Experiments/Results:

  • DLS Performance: DLS’s top differential diagnosis in validation set A had a ‘top-1 accuracy’ (accuracy across all cases for 26 skin conditions + ‘other’) of 0.71 and a ‘top-1 sensitivity’ (sensitivity computed for the 26 conditions separately and averaged) of 0.58. DLS’s top-3 accuracy is 0.93 and its top-3 sensitivity across 26 conditions is 0.83. Evaluation of the DLS’s overall differential diagnosis using the average overlap (AO) metric yielded 0.68 overall.

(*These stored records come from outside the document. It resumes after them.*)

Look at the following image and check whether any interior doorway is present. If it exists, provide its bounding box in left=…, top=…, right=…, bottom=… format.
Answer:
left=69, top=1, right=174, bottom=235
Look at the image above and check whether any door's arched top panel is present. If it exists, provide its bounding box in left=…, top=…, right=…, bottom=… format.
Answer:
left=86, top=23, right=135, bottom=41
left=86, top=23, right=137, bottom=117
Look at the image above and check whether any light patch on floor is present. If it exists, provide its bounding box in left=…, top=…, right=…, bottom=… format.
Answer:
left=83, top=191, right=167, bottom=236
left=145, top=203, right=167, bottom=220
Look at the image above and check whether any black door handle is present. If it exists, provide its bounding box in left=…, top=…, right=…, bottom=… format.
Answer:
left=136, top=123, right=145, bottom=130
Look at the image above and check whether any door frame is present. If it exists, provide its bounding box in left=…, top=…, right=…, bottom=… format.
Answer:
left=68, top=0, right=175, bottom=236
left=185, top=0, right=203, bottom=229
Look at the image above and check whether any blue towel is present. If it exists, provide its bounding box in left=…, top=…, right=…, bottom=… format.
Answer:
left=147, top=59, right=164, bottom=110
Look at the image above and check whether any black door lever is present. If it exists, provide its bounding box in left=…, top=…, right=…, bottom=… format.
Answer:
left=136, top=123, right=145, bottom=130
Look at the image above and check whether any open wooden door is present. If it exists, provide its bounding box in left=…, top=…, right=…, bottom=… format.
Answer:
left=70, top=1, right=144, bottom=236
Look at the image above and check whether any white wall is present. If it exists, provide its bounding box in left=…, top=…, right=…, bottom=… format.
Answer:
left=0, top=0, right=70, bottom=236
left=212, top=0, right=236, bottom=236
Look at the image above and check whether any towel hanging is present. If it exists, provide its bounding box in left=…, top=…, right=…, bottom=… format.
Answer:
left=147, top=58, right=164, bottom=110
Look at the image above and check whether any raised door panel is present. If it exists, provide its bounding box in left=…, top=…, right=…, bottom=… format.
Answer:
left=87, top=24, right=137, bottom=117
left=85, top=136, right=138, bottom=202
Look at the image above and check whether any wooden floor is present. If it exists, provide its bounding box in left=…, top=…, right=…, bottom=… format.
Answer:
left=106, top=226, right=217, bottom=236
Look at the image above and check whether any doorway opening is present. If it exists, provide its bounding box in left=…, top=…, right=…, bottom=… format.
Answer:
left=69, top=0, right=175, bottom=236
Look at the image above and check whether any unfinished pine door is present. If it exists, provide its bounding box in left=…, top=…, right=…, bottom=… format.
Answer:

  • DLS Performance compared with clinicians: To compare the DLS performance with that of clinicians, validation set A was randomly subsampled. Eighteen clinicians of three different levels of training (dermatologists, PCPs and NPs, all of whom were board-certified) graded validation set B. On this smaller dataset, the DLS achieved a top-1 accuracy of 0.66, compared to 0.63 for dermatologists, 0.44 for PCPs and 0.40 for NPs. The DLS was non-inferior to the dermatologists at a 5% margin (P < 0.001). The top-3 accuracy was substantially higher at 0.90 for the DLS, compared to 0.75 for dermatologists, 0.60 for PCPs and 0.55 for NPs. In addition, using the AO metric yielded 0.63 for the DLS, compared with 0.58 for dermatologists, 0.46 for PCPs and 0.42 for NPs. When the comparator clinicians’ confidence in their primary diagnosis was lower, the clinicians’ accuracies dropped, whereas the DLS’s top-1 accuracy remained high (Fig. 2c, d). Representative examples of cases that were missed by PCPs or NPs are shown in Fig. 3a–e

Fig. 2 | Performance of the DLS and the dermatologists (Derm), primary care physicians (PCPs) and nurse practitioners (NPs).

Fig. 3 | Representative examples of challenging cases missed by non-dermatologists.
  • Subgroup Analysis: A sub-group analysis was carried out for difficult and often misidentified skin diseases at clinical presentation (table 2).